Autonomous vehicle technology company Nauto said it had raised US$159m of financing led by Softbank and venture capital firm Greylock Partners. BMW iVentures, General Motors Ventures, Toyota AI Ventures, the venture unit of Allianz Group, Playground Global and Draper Nexus have previously invested in the firm.

The Palo Alto-based artificial intelligence (AI) platform developer said the funds would be be used for growth and to get its retrofit safety and networking system into more vehicles as well as expansion of its data platform in autonomous vehicle R&D at multiple automakers.

As more units go into use and vehicles accumulate more miles, "the Nauto network becomes more precise, gains an even greater understanding of human driving behaviour and provides more valuable data and safety features," the company claimed in a statement. "The resulting insights help improve fleet safety and operations, as well as save lives and reduce liability and expenses. Over time [our] data platform will inform the transition to and co-existence of human-driven and autonomous vehicles."

"In the future, driving will be a networked activity, with tighter feedback loops and a much greater ability to aggregate, analyse, and redistribute knowledge. By building a network of vehicles and drivers, Nauto is accelerating the transition from a human-driver dominant world to a safer, more efficient autonomous-driving era," said board member Reid Hoffman.

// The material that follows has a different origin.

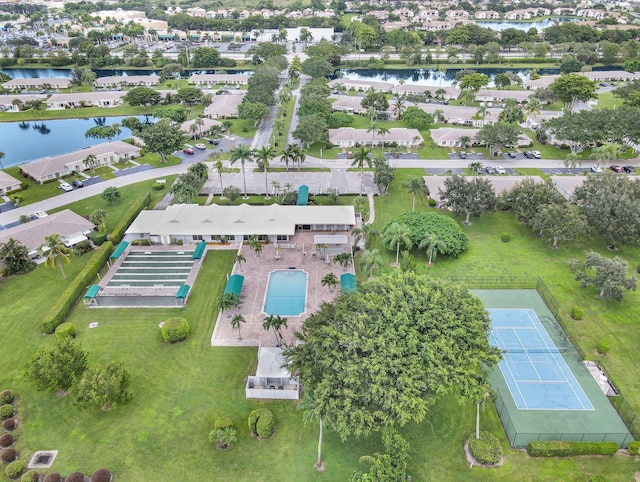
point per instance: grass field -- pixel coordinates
(180, 389)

Nauto is an automotive data platform, powered by artificial intelligence and an after-market dual-camera device, which can add safety and networking features to any vehicle or fleet.

A Reuters report noted Nauto was unusual in attracting money from top automakers, and also in its focus on software and data, which cost less to develop than hardware or entire vehicles.

"Any (vehicle) manufacturer is better than any startup at building cars," Stefan Heck, founder and chief executive officer, told the news agency. "Our aim is to provide the data, intelligence and a cloud platform" to automakers that plan to begin putting self-driving cars on the road from 2020.

The amount of GM's investment in Nauto was not disclosed. The Detroit automaker bought Silicon Valley startup Cruise Automation in early 2016 for more than $500 million.

Heck declined to specify the company's post-funding valuation. He did say it was shy of $1 billion, "unicorn" status in Silicon Valley shorthand.

Reuters said Nauto was retrofitting windscreens of commercial trucks from North America to Europe and Japan with dual cameras: one aimed at the road and the other at the driver. The goal was to gather data on driver distraction and on the environment around vehicles and speed development of self-driving technology.

Using such techniques as computer vision and deep learning, a form of artificial intelligence, the company is analyzing video feeds and data from the retrofit devices to improve driver performance and safety, the news agency said. Learning more about how humans drivers behave is critical, Heck told Reuters, because self-driving cars must share the roads with those vehicles for at least the next 20 to 30 years.

"During that transition period, we need autonomous vehicles that are not just smart, but are able to collaborate with humans," Heck said.

Nauto was working with investors and other companies "to learn from human drivers, the best and the worst, to inform" the development of self-driving vehicles.

Heck declined to tell Reuters how many vehicles were using Nauto's cameras and software, but said the company expects to accumulate more than 1bn miles of real-world data within the next year.